Maybe it’s an important difference that most tourists in Ngwe Saung are Asian and not western. Or maybe it’s because the place hasn’t yet seen too much of the industry.
Be that as it may, it’s nice to be in a place with so many genuinely friendly people. A security guard I pass in the streets smiles and says Mingalaba, so does a construction worker and many others. All people who don’t have anything to sell to me.
I’ve noticed that it’s changed my attitude as well. In Germany I rarely smile at strangers. If I do, it’s because I feel like having a bit of fun and most people react baffled, albeit in a positive way.

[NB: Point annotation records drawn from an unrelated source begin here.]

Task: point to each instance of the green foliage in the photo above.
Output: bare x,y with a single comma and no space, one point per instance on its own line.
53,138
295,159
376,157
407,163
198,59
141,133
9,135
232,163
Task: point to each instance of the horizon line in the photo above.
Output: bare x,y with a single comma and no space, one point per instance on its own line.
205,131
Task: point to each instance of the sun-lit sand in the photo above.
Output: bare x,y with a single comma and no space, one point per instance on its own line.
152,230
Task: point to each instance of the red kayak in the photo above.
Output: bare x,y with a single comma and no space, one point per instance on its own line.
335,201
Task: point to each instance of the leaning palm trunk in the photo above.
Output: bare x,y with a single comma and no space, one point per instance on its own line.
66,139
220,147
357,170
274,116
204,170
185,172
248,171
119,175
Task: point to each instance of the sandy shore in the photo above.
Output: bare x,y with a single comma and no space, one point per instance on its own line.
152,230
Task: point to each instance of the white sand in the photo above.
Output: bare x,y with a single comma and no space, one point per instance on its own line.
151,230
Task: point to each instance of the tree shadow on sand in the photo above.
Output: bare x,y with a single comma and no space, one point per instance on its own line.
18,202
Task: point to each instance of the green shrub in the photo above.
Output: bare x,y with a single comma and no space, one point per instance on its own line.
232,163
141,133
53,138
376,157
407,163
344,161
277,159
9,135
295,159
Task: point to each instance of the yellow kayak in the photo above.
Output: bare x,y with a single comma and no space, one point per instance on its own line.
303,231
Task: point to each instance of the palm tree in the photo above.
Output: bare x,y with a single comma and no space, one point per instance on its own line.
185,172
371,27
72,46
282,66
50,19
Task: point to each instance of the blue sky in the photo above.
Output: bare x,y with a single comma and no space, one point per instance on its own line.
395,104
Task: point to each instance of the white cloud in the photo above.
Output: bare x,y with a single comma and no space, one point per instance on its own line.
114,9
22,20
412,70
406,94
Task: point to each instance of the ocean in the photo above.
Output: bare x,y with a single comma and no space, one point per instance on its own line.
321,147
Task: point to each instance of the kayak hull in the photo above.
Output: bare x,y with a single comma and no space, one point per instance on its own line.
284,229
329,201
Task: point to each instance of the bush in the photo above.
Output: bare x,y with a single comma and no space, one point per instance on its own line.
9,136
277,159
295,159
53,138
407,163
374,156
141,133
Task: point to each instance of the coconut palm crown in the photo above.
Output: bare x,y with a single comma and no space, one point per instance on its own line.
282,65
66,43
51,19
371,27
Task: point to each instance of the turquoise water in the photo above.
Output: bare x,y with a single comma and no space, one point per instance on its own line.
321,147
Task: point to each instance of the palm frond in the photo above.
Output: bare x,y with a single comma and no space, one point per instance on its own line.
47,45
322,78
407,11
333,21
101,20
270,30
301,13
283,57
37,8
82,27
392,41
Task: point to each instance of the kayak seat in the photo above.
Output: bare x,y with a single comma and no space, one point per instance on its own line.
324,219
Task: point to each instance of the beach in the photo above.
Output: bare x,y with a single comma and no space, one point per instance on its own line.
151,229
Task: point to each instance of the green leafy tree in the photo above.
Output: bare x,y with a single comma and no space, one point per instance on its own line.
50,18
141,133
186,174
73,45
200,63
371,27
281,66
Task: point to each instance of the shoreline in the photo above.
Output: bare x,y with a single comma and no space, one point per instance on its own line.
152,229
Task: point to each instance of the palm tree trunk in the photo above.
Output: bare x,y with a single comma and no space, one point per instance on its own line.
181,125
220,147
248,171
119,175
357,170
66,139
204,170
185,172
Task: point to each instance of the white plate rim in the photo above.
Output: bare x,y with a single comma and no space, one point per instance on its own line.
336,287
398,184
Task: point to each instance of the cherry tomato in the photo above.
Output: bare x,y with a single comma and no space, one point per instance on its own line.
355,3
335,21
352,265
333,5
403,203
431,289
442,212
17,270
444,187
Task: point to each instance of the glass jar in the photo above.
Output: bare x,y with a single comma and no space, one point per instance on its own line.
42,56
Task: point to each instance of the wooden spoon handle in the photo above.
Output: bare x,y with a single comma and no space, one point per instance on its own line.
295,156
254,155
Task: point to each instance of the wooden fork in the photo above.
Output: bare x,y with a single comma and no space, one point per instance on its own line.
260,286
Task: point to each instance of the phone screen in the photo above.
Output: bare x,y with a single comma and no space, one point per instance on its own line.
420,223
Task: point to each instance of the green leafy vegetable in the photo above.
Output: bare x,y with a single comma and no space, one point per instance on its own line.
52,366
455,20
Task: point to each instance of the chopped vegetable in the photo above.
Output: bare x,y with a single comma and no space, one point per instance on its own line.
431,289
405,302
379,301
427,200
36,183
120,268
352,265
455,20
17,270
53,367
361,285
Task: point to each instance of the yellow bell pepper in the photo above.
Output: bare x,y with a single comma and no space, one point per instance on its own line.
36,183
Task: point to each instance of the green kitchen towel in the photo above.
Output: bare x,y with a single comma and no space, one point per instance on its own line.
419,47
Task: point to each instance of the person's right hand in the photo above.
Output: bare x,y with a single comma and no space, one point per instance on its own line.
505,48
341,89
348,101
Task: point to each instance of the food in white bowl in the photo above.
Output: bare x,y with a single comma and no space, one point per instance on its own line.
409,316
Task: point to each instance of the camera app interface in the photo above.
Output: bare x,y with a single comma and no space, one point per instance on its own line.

In Thailand it’s a bit better but I’m still reluctant because all too many times a smile is met with a response along the lines of “you buy at my shop?”. In Ngwe Saung I smile at strangers all the time.
With locals being so welcoming, I’ve also tried a lot of street food, simply because patrons at the stall said hello and waved. The food in Myanmar (that I know of so far) is good but doesn’t match my taste as well as that in Thailand. Half the food in Yangon is either boiled pork intestines (they LOVE that stuff!) or something deep fried. That being said, they have some really yummy noodle soups and the chicken curry I had for lunch was impressive as well.
Just as in neighbouring countries, street food is the way to go if one likes to cut down on expenses for food. Most dishes go for something like 500 Kyat which is under half a dollar.
Myanmar has a reputation for being an expensive country, but I think that is only partially true. Accommodation is indeed expensive, but with supply growing, prices reach a more realistic level. The $35 my current twin room in a bamboo bungalow cost is quite a lot. On the other hand the $13 dorm bed in Yangon was “you get what you pay for”. The $25 hostel I stayed at first, was one of the nicest I’ve ever stayed at.
Transport can be had cheaply as well. When Hanny took me to see the pagoda in the river, we each paid 400 Kyat for the 1h bus ride. Prices suddenly inflate though whenever a clearly touristy destination is near. The boat we took after the bus (not even five minutes across to the pagoda) charged 5000, simply because I was a westerner. Locals probably pay a hundred or two.
So yes, in parts Myanmar is expensive but it’s by far not unaffordable. And it’s well worth it, what with all the friendly people around!